The MOG Project Applauds Hoffmann-LaRoche & Genentech Clinical Trial That May Signal First Approved Therapy for MOGAD

Results point to Enspryng® (Satralizumab) as effective in blocking IL-6 receptor and MOGAD-related inflammation.

WASHINGTON, DC, UNITED STATES, April 21, 2026 /EINPresswire.com/ -- The MOG Project is thrilled to share its excitement on the positive results Hoffmann La-Roche and Genentech announced today regarding a 44-month randomized double-blind placebo-controlled study on MOGAD. The findings were presented at the scientific meeting of the American Academy of Neurology (AAN) being held in Chicago, IL. The goal of the METEROID trial was to confirm the efficacy and safety of Satralizumab in preventing MOGAD relapses, especially for individuals with recurrent episodes of this rare disease.

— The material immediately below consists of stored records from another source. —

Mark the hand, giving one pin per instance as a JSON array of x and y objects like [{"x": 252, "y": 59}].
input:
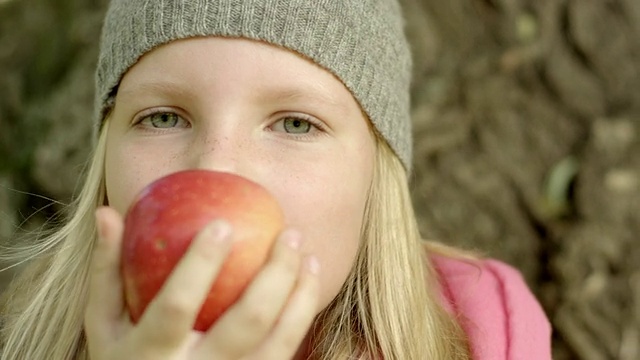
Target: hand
[{"x": 269, "y": 321}]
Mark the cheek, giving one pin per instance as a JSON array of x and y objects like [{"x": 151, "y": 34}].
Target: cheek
[
  {"x": 328, "y": 210},
  {"x": 127, "y": 171}
]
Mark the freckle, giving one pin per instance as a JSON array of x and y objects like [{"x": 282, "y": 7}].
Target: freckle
[{"x": 160, "y": 244}]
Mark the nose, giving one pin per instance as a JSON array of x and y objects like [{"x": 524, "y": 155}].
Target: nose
[{"x": 223, "y": 149}]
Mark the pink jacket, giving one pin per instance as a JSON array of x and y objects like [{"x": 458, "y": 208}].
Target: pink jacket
[{"x": 498, "y": 311}]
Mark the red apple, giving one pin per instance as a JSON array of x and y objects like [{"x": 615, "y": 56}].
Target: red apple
[{"x": 166, "y": 216}]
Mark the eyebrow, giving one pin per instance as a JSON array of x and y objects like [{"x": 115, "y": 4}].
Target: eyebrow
[
  {"x": 314, "y": 94},
  {"x": 156, "y": 87},
  {"x": 304, "y": 93}
]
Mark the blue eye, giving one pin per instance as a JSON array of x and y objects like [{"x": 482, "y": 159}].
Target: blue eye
[{"x": 164, "y": 120}]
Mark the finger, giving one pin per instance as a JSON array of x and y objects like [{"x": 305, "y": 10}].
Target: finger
[
  {"x": 247, "y": 323},
  {"x": 170, "y": 316},
  {"x": 296, "y": 319},
  {"x": 105, "y": 302}
]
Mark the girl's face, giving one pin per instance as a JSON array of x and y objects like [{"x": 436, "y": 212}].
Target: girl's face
[{"x": 261, "y": 112}]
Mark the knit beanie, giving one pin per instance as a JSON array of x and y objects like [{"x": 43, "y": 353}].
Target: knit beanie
[{"x": 361, "y": 42}]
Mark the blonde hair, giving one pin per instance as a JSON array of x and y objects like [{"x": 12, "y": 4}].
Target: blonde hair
[{"x": 388, "y": 308}]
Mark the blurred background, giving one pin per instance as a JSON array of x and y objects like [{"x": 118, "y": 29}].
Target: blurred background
[{"x": 527, "y": 129}]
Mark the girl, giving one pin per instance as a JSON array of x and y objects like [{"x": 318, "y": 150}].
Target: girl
[{"x": 310, "y": 99}]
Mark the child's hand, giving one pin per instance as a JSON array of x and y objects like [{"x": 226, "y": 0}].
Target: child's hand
[{"x": 268, "y": 322}]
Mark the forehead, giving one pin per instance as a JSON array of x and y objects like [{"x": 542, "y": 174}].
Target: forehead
[{"x": 214, "y": 63}]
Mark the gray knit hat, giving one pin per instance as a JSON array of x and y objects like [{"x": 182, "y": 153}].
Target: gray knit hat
[{"x": 361, "y": 42}]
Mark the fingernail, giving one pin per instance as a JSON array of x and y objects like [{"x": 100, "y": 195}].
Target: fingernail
[
  {"x": 313, "y": 265},
  {"x": 219, "y": 230},
  {"x": 292, "y": 239}
]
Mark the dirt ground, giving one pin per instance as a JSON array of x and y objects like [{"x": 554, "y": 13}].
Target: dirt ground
[{"x": 527, "y": 141}]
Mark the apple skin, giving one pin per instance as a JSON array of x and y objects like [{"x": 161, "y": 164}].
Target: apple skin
[{"x": 169, "y": 213}]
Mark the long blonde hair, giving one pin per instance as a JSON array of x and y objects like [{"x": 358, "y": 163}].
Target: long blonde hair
[{"x": 388, "y": 308}]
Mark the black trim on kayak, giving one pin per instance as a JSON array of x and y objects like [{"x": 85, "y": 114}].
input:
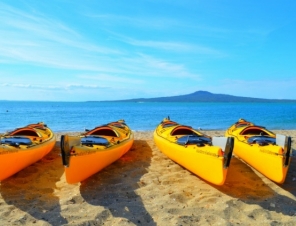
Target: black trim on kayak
[
  {"x": 228, "y": 151},
  {"x": 193, "y": 139},
  {"x": 94, "y": 140},
  {"x": 288, "y": 152},
  {"x": 65, "y": 150},
  {"x": 262, "y": 140},
  {"x": 16, "y": 141}
]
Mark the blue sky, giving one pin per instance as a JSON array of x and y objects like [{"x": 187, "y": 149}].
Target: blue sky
[{"x": 64, "y": 50}]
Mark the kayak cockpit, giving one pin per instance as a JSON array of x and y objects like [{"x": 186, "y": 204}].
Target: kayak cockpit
[
  {"x": 255, "y": 130},
  {"x": 103, "y": 131},
  {"x": 25, "y": 132},
  {"x": 183, "y": 130}
]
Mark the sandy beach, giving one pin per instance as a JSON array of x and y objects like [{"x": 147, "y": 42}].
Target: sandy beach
[{"x": 144, "y": 187}]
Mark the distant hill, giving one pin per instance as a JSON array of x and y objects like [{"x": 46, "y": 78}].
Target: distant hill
[{"x": 204, "y": 96}]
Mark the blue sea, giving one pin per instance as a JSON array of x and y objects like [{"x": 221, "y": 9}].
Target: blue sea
[{"x": 143, "y": 116}]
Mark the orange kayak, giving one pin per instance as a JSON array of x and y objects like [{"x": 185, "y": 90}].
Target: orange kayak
[
  {"x": 87, "y": 154},
  {"x": 23, "y": 147},
  {"x": 207, "y": 157},
  {"x": 268, "y": 153}
]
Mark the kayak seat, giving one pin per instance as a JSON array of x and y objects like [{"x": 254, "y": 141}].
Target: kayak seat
[
  {"x": 103, "y": 132},
  {"x": 182, "y": 130},
  {"x": 24, "y": 132},
  {"x": 253, "y": 131}
]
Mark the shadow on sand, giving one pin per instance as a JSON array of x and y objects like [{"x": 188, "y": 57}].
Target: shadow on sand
[
  {"x": 115, "y": 187},
  {"x": 32, "y": 190},
  {"x": 244, "y": 184}
]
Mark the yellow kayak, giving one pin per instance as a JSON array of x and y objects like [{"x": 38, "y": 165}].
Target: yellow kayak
[
  {"x": 207, "y": 157},
  {"x": 87, "y": 154},
  {"x": 23, "y": 147},
  {"x": 265, "y": 151}
]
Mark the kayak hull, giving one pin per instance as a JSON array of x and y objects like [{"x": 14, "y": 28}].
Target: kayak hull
[
  {"x": 85, "y": 160},
  {"x": 207, "y": 162},
  {"x": 14, "y": 158},
  {"x": 271, "y": 160}
]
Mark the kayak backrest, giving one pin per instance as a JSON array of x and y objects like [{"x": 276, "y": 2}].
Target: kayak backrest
[
  {"x": 15, "y": 141},
  {"x": 183, "y": 130},
  {"x": 103, "y": 131},
  {"x": 24, "y": 132},
  {"x": 193, "y": 139},
  {"x": 262, "y": 140},
  {"x": 94, "y": 140},
  {"x": 254, "y": 131}
]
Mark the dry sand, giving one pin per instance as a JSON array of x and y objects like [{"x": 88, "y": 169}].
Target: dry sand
[{"x": 144, "y": 187}]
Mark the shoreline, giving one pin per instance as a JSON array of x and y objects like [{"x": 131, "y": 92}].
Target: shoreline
[{"x": 144, "y": 187}]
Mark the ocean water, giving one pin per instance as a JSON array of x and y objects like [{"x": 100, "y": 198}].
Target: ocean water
[{"x": 77, "y": 116}]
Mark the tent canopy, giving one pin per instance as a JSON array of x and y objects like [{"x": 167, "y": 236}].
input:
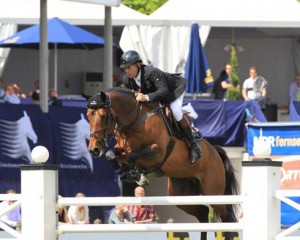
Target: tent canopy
[
  {"x": 28, "y": 12},
  {"x": 231, "y": 13}
]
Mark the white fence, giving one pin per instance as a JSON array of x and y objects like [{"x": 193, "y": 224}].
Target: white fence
[{"x": 260, "y": 200}]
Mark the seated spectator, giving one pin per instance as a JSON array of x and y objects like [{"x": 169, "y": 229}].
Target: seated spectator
[
  {"x": 53, "y": 98},
  {"x": 142, "y": 213},
  {"x": 79, "y": 214},
  {"x": 12, "y": 218},
  {"x": 18, "y": 91},
  {"x": 10, "y": 95},
  {"x": 62, "y": 214},
  {"x": 120, "y": 214},
  {"x": 294, "y": 89}
]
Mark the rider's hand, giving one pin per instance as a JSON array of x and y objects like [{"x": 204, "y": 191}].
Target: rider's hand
[{"x": 141, "y": 97}]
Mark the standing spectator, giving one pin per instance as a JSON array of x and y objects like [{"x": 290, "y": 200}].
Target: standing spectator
[
  {"x": 222, "y": 83},
  {"x": 142, "y": 213},
  {"x": 35, "y": 94},
  {"x": 10, "y": 95},
  {"x": 79, "y": 214},
  {"x": 12, "y": 218},
  {"x": 120, "y": 214},
  {"x": 248, "y": 92},
  {"x": 62, "y": 214},
  {"x": 53, "y": 98},
  {"x": 18, "y": 91},
  {"x": 2, "y": 91},
  {"x": 294, "y": 89}
]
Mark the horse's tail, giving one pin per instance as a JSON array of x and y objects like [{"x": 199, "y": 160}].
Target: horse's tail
[{"x": 232, "y": 186}]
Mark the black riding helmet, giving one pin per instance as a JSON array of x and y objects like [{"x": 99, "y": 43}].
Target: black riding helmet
[{"x": 129, "y": 57}]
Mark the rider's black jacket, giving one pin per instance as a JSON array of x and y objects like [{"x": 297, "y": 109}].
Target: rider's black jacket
[{"x": 158, "y": 85}]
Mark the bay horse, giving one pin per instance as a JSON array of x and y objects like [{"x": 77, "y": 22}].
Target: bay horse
[{"x": 142, "y": 137}]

Enspryng^® reduced the risk of a new relapse by 68% compared to placebo in adults and adolescents with MOGAD. There were no safety signals and the safety profile was consistent with over a decade of use in another neuroimmune disease, NMOSD. Importantly, a key secondary endpoint showed that Enspryng^® has the potential to reduce central nervous system inflammation and the use of rescue therapies such as steroids, plasma exchange, or intravenous immunoglobulins. In commenting on the success of the Enspryng^® trial, Julia Lefelar, Co-Founding Executive Director and Amy Ednie, Co-Founding President of The MOG Project, the leading global nonprofit health organization wholly dedicated to MOGAD, issued the following statement:

“For children and adults with MOGAD and their loved ones, this is an historic day! With no approved MOGAD specific treatments, the announcement by Hoffmann La Roche and Genentech indicates that it is possible to develop safe and effective therapies for MOGAD. The MOGAD global community is greatly encouraged by the positive and significant results of this pioneering clinical trial which has demonstrated that the PHASE III trial met its primary endpoint, i.e., to prevent the onset of MOGAD relapses. We are also extremely encouraged that Enspryng^® may reduce inflammation to a point where use of rescue therapies, such as steroids, plasma exchange, and intravenous immunoglobulins, may also be reduced.

These results provide hope that this complex neuroimmune disease can be brought under control and that, eventually, a cure can be found for the thousands of children and adults living with MOGAD worldwide.”

Enspryng^® blocks the Interlukin-6 (IL-6) receptor which prevents it from causing inflammation and aims to prevent future attacks or relapses. There are no approved medications for MOGAD, so this announcement today has been long awaited by a global audience of patients with the disease. This same therapy was previously approved by the U.S. Food and Drug Administration (FDA) and other international authorities for Neuromyelitis Optic Spectrum (NMOSD), a different autoimmune disease of the central nervous system. Interlukin-6 is involved in NMOSD.

MOGAD, or Myelin Oligodendrocyte Glycoprotein Antibody-Associated Disease, is a rare autoimmune disease of the central nervous system. In MOGAD, the immune system attacks myelin, the protective sheath around nerves in the brain, spinal cord, and eyes, causing inflammation and damage. This may lead to vision loss, muscle weakness, confusion, and paralysis, often presenting as a single attack or multiple relapses, which may cause disability.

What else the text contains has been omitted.